Jonathan Knapp, a longtime auto shop teacher, who is now the head of the Seattle Education Association, tells stories about students who were flailing in their other classes—some were immigrants with shaky language skills and chip-on-their-shoulder attitudes—but were extraordinarily gifted mechanically. Being good at one thing gave them the confidence to buckle down and work in their other classes. Knapp also sees a sinister factor in the elimination of CTE and arts education, and other teach-to-the-test trends: "There are a lot of really powerful, unsavory characters who are interested in privatizing public education for financial gain," he says. "A good number of characters in the education-reform game are actively trying to narrow the scope of public education because they don't see a value in it."

Two years ago, the Fortnight crew expanded their programming from the farm into the city, and began conducting multiweek after-school programs. They named their umbrella project—the Smoke Farm camp plus the in-city programs—the Sawhorse Revolution.

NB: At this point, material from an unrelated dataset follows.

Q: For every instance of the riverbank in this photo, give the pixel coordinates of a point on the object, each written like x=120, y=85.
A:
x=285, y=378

Besides building things at the farm, Sawhorse students have constructed garden shelters for P-Patches and done remodeling at Youngstown Cultural Arts Center. The Sawhorse budget for 2012 was about $35,000, which mostly comes from grants and donations (a tiny sliver—1.5 percent—of the budget comes from a suggested donation instead of tuition, for the families who can afford it).

Nishimura and other counselors say the economic and education issues raised by the CTE teachers were part of the early inspiration for Fortnight and Sawhorse. But as they kept working with the students, and hearing the parents talk about how proud their children were to walk around the city and point out different parts of a building, or how one might fix a broken fence, larger and more ineffable questions of dignity started to emerge: What do students lose, whether they're going to college or not, when they have no idea how the built environment they move through fits together? What do we all lose when we've acquired a sense of learned helplessness that comes with not knowing how any of the things we interact with every day (doors, toilets, light switches) actually work and we have to rely on specialists to fix even the simplest things?

"A student who can build or take down walls is not so trapped by them," says Sarah Smith, another young Fortnight/Sawhorse cofounder. Building bridges, garden shelters, and French doors might seem like a lark, but it has deeper implications. "It's a preparation for urban living in many ways," she says. "How to be engaged with the built world of the city as well."